Danish farmers have also reduced use of important human antibiotics such as cephalosporins and fluoroquinolones in a bid to prevent emergence and spread of bacteria resistant to the drugs used to treat infections in people. The pig farmers used just 1.3 kg of the cephalosporins in 2011, a tiny amount compared to other countries, says Dahl, pointing to the kind of detailed data that does not exist in Canada, though many doctors and veterinary researchers would like to get their hands on it.
Drug companies report that they sell about 1,600 tonnes of antibiotics a year to Canadian farmers. But farmers are also known to be importing what officials believe are massive quantities of antibiotics for their own use. “There is approximately 30 percent that may be not accounted for,” says Rebecca Irwin, director of the Canadian Integrated Program for Antimicrobial Resistance Surveillance, which tracks resistant microbes emerging across Canada.
John Prescott, a veterinarian at the University of Guelph, and his colleagues have been urging the government for years to deal with what he describes as the “black hole” in federal and provincial regulations that enables farmers to import and use antimicrobials, some of them “not evaluated and registered by Health Canada.”
Prescott sees no reason Canada could not follow Denmark’s lead and set up a system like VETSTAT to monitor and track drug use.
He’d also like Canada’s veterinarians to stop profiting from the sale of antibiotics. The income generated varies but is said to be substantial for some vets. “It is a conflict,” says Prescott, who co-chaired a committee of leading Canadian veterinarians and agricultural experts that issued a scathing report in March on Canada’s antimicrobial stewardship.
Taylor in Ottawa says antibiotics and antimicrobial resistance present a “wicked problem” because it involves so many players in the health and agriculture sectors and the federal and provincial and territorial governments.
“It is important to remember that Canada is a federated model,” says Taylor. “So the kind of approach that Denmark would have is different than the kind of approach in Canada.”

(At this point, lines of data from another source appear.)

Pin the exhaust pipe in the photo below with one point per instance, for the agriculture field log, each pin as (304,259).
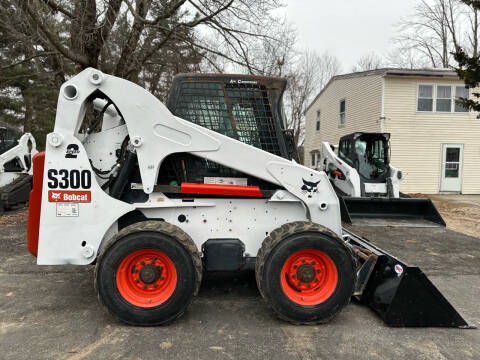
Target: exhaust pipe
(400,294)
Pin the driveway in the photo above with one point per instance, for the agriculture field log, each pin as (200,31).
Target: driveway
(49,312)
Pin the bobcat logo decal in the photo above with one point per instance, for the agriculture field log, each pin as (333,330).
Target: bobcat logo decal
(55,196)
(309,187)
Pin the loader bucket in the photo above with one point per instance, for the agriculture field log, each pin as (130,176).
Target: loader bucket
(391,212)
(402,295)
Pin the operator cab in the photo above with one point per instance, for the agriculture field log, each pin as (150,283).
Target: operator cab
(368,153)
(244,107)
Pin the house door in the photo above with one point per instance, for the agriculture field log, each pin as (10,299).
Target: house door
(452,156)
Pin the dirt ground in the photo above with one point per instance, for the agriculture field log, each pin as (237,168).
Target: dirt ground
(52,312)
(460,212)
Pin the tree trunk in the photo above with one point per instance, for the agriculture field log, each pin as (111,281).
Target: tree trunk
(28,115)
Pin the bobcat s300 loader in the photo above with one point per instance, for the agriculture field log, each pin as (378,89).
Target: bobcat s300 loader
(105,193)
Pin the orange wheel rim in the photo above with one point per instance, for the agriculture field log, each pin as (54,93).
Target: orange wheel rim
(146,278)
(309,277)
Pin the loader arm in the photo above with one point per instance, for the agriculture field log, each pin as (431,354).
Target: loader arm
(22,152)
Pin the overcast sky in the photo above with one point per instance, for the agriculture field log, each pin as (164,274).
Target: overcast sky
(348,29)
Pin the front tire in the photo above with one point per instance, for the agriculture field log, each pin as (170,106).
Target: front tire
(305,273)
(148,274)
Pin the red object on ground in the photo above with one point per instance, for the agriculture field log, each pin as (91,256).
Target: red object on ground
(146,278)
(35,204)
(215,189)
(309,277)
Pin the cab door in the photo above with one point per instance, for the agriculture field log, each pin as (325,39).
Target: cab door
(452,166)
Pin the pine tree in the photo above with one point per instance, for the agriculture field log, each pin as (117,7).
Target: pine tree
(469,67)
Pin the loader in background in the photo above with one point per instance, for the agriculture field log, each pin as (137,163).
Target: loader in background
(369,186)
(15,167)
(111,193)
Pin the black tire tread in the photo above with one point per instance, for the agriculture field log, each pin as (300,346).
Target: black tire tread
(273,239)
(163,227)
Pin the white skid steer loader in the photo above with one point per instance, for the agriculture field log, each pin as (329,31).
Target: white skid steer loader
(15,167)
(369,186)
(102,196)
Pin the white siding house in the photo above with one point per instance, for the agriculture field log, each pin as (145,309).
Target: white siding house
(434,141)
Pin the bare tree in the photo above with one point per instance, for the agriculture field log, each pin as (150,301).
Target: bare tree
(43,42)
(436,29)
(306,79)
(369,61)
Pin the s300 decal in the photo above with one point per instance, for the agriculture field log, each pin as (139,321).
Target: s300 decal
(65,179)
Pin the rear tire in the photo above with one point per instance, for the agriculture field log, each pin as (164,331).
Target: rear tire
(148,274)
(305,273)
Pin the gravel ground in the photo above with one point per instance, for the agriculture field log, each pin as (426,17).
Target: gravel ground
(49,312)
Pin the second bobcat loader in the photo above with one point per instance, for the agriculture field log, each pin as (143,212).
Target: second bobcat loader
(126,185)
(369,186)
(15,167)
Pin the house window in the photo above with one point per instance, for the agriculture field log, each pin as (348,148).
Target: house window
(425,98)
(342,112)
(460,92)
(444,98)
(441,98)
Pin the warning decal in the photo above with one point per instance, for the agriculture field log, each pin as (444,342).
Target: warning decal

Frank Aarestrup, a veterinarian and microbe tracker at the Technical University in Denmark helped propel the Danish government into action in the mid-1990s, when he and his colleagues found resistant bacteria in chickens and pigs being fed antibiotic growth promoters. The find generated headlines in Denmark where antibiotics use in livestock remains almost as a hot a topic as the oilsands are in Canada.
Over the years Aarestrup has heard of plenty of arguments and reasons, from drug companies, agricultural groups and bureaucrats, why Denmark’s experience can’t or shouldn’t be repeated in other countries.
Some say the Danes have been successful at curbing antibiotics because the country of 5.6 million people is so small. Others maintain Danish farmers are more centrally organized and amenable to government control.
But Aarestrup says the farmers were no pushover. “It’s been an uphill battle, some of it certainly,” he says.
He said better monitoring and control of antibiotics boils down to making decisions and implementing them. “It’s basically as simple as that.”
“If you can do it in one country, of course you can do it all countries,” says Aarestrup. “It’s a question of will.”
(Research for this story was funded in part by a journalism award from the Canadian Institutes of Health Research.)